As New Scientist explains, Heim's two extra dimensions allowed him to couple together gravity and electromagnetism, and permits conversion of electromagnetic energy into gravitational and vice-versa - something not possible according to Einstein's four dimensions, because "you cannot change the strength of gravity simply by cranking up the electromagnetic field".
Heim, then, proposed that "a rotating magnetic field could reduce the influence of gravity on a spacecraft enough for it to take off" - an idea which caught the eye of Wernher von Braun when it was first proposed in 1959 and the rocket scientist was working on the US's Saturn launch vehicle.
After the initial excitement died down, however, Heim moved on to other projects and his hyperdrive theory slowly gathered dust until the arrival of Walter Dröscher in 1980. Dröscher expanded on Heim's work, in the process reactivating two further dimensions the latter had originally discarded. Thus "Heim-Dröscher space" was born - an eight-dimensional concept of which Dröscher says: "If Heim's picture is to make sense, we are forced to postulate two more fundamental forces."
The said extra forces are: "A repulsive anti-gravity similar to the dark energy that appears to be causing the universe's expansion to accelerate"; and a second resulting from the "interaction of Heim's fifth and sixth dimensions and the extra dimensions that Dröscher introduced". Crucially, it "produces pairs of 'gravitophotons' - particles that mediate the interconversion of electromagnetic and gravitational energy".
The groundwork done, Dröscher then teamed up with Häuser to produce the award-winning "Guidelines For a Space Propulsion Device Based on Heim's Quantum Theory."
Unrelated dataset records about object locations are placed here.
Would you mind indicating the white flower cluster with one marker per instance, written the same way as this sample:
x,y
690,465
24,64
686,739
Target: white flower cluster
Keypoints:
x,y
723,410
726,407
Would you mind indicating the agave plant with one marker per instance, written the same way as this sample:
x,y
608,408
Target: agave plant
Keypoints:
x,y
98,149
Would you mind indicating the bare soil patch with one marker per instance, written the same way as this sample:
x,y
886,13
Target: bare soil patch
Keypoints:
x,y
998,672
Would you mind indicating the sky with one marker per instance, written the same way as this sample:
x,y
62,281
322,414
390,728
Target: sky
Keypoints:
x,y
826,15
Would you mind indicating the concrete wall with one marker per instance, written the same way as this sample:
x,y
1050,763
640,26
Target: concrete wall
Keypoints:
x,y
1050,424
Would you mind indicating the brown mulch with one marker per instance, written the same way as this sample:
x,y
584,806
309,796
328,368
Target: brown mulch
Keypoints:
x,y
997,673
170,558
So far so good - in theory. However, as NS notes: "The majority of physicists have never heard of Heim theory, and most of those contacted by New Scientist said they couldn't make sense of Dröscher and Häuser's description of the theory behind their proposed experiment."
Furthermore, Dröscher and Häuser's proposed practical experiment to prove their theory requires "a magnetic coil several metres in diameter capable of sustaining an enormous current density" - something which the majority of engineers say is "not feasible with existing materials and technology".*
So, Mars in three hours? As NS puts it: "Dröscher is hazy about the details", but "suggests that a spacecraft fitted with a coil and ring could be propelled into a multidimensional hyperspace" where "the constants of nature could be different, and even the speed of light could be several times faster than we experience". Then, he says, a quick three-hour jaunt to Mars would indeed be on the cards. ® Bootnote
*Roger Lenard, a space propulsion researcher at Sandia National Laboratories in New Mexico does think it might be possible, though, using an X-ray generator called the Z machine which "could probably generate the necessary field intensities and gradients".
That would appear to depend on whether or not there are eight dimensions and whether or not German physicists know a thing or two about math.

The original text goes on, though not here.